Kabupaten Balangan merupakan salah satu kabupaten di Kalimantan
Selatan yang lahir dari sebuah proses perjalanan panjang dari aspirasi masyarakat
untuk mendapatkan pelayanan publik yang lebih baik di masa yang akan datang.
Wilayah Kabupaten Balangan dewasa ini tengah berubah dan berkembang cukup
pesat. Perubahan yang terjadi antara lain terlihat di sepanjang kawasan jalur lintas
Kalimantan Selatan, termasuk di Kota Paringin, yang di tandai antara lain oleh
3
terjadinya pertumbuhan penduduk dan kawasan terbangun yang relatif tinggi di
wilayah ini jika dibandingkan dengan wilayah lainnya.
Apabila mencermati data kependudukan pada tahun 2012 sampai dengan
tahun 2014, jumlah penduduk kabupaten Balangan bertambah dari 117.088 jiwa
(2012) menjadi 119.171 jiwa (2013) atau meningkat sebesar 2 persen. Jumlah
penduduk Kabupaten Balangan dapat dilihat pada tabel berikut.
Tabel 1.1. Jumlah Penduduk Kabupaten Balangan Tahun 2012 - 2013
N0 Tahun Jumlah Penduduk
1 2012 117.088
2 2013 119.171
Sumber: BPS Kabupaten Balangan 2014
Sedangkan perubahan fungsi lahan seiring dengan perubahan/perpindahan
pemukiman penduduk dari luar daerah (migrasi) ke Kabupaten Balangan maupun
dalam lingkungan daerah itu sendiri, banyak di temukan pada beberapa kawasan
disepanjang sisi kanan dan kiri jalur lintas Kalimantan Selatan dengan
bermunculannya kawasan-kawasan pemukiman baru, baik yang di bangun melalui
pengembang berupa komplek perumahan, maupun berupa deretan bangunan
tempat tinggal atau ruko (rumah toko) baru milik penduduk yang di bangun secara
perorangan.
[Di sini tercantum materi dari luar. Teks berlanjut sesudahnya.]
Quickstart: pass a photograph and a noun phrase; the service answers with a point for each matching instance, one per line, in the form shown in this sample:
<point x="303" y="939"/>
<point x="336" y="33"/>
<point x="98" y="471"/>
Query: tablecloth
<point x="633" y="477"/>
Perkembangan fisik kawasan dan pertambahan penduduk ini akan
berdampak pada kebutuhan ruang dan aktifitas kebutuhan lainnya di wilayah
kabupaten Balangan. Hal ini menunjukkan cukup pesatnya pertumbuhan dan
perkembangan wilayah di Kabupaten Balangan.
Berdasarkan kecenderungan perkembangan terakhir, maka Kabupaten
Balangan di masa akan datang berpeluang untuk terus berkembang dan lebih maju
apabila semua potensi wilayah yang di miliki kabupaten Balangan dapat di
mamfaatkan secara optimal untuk membangun wilayah, antara lain seperti potensi
sumber daya alam yang cukup besar. Diantara potensi yang menonjol di
Kabupaten Balangan disamping sejumlah lahan pertanian dan industri pengolahan
gula merah, adanya deposit pertambangan batu bara dan penggalian, ada beberapa
lokasi di Kabupaten Balangan.
4
Jika dilihat dari keberadaan keberadaan dan kelengkapan sarana prasarana
pembangunan di wilayah Kabupaten Balangan termasuk memadai, tetapi akses
masyarakat terhadap sarana prasarana tersebut masih sangat terbatas, terutama
untuk masyarakat pedesaan. Ini disebabkan karena sebagian besar sarana
prasarana tersebut masih terakumulasi di daerah-daerah perkotaan yakni Kota
Paringin sebagai pusat pemerintahan, sehingga daerah sentra produksi pertanian
yang umumnya berada di pedesaan cenderung mengalami kesulitan dalam
memperoleh pelayanan dari fasilitas-fasilitas tersebut, karena interaksinya sangat
terbatas ke pusat-pusat pelayanan tersebut. Hal ini kemudian berdampak pada
terjadinya kesenjangan antar daerah perkotaan dan pedesaan sebagai daerah
belakangnya.
Berdasarkan uraian diatas, maka penulis tertarik menganalisis potensi
wilayah Kabupaten Balangan Propinsi Kalimantan Selatan yang dituangkan dalam
usulan penelitian yang berjudul “ANALISIS POTENSI WILAYAH SEBAGAI
PUSAT PERTUMBUHAN DAN PELAYANAN DI KABUPATEN
BALANGAN PROVINSI KALIMANTAN SELATAN”.
1.2. Rumusan Masalah
Berdasarkan latar belakang tersebut diatas maka permasalahan yang coba
diangkat dalam penelitian ini adalah:
1. Kecamatan manakah yang paling optimal sebagai pusat pertumbuhan yang
mampu menggerakkan kawasan sekitarnya di Kabupaten Balangan
Provinsi Kalimantan Selatan?
2. Kecamatan manakah yang paling optimal sebagai pusat pelayanan di
Kabupaten Balangan Provinsi Kalimantan Selatan?
5
1.3. Tujuan Penelitian
Berdasarkan perumusan masalah diatas, maka tujuan dari penelitian ini
adalah:
1. Mengkaji kecamatan yang paling optimal sebagai pusat pertumbuhan yang
mampu menggerakkan kawasan sekitarnya di Kabupaten Balangan
Provinsi Kalimantan Selatan.
2. Mengkaji kecamatan yang paling optimal sebagai pusat pelayanan di
Kabupaten Balangan Provinsi Kalimantan Selatan.
1.4. Manfaat Penelitian
Hasil penelitian ini diharapkan dapat memberikan manfaat yaitu:
1. Memberikan sumbangan pemikiran bagi kebijakan pembangunan di
Kabupaten Balangan Propinsi Kalimantan Selatan.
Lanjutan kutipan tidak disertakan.